Sounds dramatic, I know, but it might have been said by the mother (Mrs. Jackson) to her only child (Heather) in the case of Ilott v Mitson when Heather ran away from home almost 40 years ago.  This case hit the headlines recently – “Your will can be ignored say judges” in The Daily Telegraph.  As ever, newspaper headlines only tell part of the story.

This is a sad tale of family life – children (especially teenagers) fall out with their parents all the time but generally reconcile. In this case, we are told that Heather ran away at the age of 17, married someone the mother didn’t approve of and, even after attempts at reconciliation over the years, there was no happy ending.  Mrs. Jackson didn’t have millions – the total estate was huge amount for most people – almost £500,000 – but she decided to disinherit Heather and leave it all to charity.  She had explained her reasons for her bequests in side letters  and she even went so far as to instruct her executors to fight any claim on her estate by Heather, which, in the end, they did.

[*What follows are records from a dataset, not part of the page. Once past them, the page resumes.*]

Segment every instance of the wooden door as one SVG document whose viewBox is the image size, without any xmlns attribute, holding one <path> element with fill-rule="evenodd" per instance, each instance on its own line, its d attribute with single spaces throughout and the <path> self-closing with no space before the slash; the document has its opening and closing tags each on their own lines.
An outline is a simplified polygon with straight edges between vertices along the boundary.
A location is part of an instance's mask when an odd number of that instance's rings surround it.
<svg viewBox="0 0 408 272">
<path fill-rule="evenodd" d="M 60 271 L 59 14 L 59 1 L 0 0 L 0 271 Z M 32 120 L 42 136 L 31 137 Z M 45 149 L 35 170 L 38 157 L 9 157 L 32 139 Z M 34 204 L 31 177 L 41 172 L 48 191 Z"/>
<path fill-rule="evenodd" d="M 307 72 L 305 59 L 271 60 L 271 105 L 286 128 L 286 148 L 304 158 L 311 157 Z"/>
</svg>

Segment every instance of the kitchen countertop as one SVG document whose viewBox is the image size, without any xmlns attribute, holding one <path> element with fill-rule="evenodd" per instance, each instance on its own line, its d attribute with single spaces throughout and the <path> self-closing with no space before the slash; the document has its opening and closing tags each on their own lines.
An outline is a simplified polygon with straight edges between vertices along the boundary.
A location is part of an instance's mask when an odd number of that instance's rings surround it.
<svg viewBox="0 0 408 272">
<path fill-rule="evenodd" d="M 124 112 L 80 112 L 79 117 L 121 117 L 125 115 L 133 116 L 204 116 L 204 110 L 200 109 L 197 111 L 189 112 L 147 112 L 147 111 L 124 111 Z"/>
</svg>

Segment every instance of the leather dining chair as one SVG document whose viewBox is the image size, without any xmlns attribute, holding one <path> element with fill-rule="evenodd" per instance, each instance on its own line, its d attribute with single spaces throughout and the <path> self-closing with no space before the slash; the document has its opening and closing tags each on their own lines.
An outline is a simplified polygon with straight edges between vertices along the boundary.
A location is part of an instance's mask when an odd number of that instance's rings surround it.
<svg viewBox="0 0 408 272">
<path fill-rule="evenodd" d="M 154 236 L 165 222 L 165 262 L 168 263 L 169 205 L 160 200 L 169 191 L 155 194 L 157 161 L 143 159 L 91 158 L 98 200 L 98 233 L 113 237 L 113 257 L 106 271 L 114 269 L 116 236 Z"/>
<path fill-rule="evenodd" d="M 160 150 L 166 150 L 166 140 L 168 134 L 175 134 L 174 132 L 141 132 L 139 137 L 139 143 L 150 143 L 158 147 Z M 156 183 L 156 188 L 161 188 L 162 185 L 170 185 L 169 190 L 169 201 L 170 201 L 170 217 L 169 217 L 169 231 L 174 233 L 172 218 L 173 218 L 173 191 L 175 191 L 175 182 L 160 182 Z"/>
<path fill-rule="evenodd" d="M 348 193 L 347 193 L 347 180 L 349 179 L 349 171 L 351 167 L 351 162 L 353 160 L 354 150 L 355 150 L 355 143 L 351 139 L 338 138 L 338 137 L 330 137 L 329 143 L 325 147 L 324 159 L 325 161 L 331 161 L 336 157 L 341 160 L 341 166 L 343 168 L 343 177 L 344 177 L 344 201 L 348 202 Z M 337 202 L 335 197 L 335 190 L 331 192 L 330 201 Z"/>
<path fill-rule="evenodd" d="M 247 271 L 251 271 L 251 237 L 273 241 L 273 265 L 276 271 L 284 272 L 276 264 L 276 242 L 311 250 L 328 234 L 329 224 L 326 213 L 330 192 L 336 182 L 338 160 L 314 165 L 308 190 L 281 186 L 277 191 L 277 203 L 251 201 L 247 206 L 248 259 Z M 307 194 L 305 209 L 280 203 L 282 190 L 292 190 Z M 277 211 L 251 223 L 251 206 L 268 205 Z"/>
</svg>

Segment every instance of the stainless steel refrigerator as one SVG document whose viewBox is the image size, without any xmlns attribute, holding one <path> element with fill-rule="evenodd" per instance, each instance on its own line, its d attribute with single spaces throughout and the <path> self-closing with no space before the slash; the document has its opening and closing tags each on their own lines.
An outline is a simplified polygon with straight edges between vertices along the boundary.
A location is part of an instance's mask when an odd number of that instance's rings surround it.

Charities who benefit in this way are in a very difficult position – they are duty bound to honour the wishes of the deceased who was kind enough to want them to benefit but also they are fighting against a very unhappy family member – and having to pay the legal costs of that fight.

What is not clear from the sensationalist headlines is that this was first decided by a District Judge in a County Court in 2007 – he agreed with Heather’s case and allowed her claim in the sum of £50,000. It went on appeal up to the Court of Appeal first in 2011 and then again this year.

It is always open to family members and those who are financially dependent to challenge a will under the Inheritance Act (Provision for Family and Dependents) Act 1975 [my emphasis] if they feel they have not been properly provided for.  Here, the notable point is that the judges felt that although the Claimant was a grown woman who had made her own lifestyle choices, she was in difficult financial circumstances. They felt her mother should have made some provision for her in the will, particularly as there was no “link” with the charities involved.  I think many parents might think this an odd outcome and quite hard on the charities themselves.

Our advice to our clients remains that they should think carefully about their choices and if they decide to leave their estate to beneficiaries who are not as expected, full details should be set out in the notes and also in a side letter.  This judgement also shows us that if you want to leave significant sums to charities, there should be some lifetime link with them – perhaps support with a regular donation.

It is open to the charities to take this case to the Supreme Court for a final decision, so we will have to wait and see on that but for now, as ever, I would say you should always get professional advice on your will.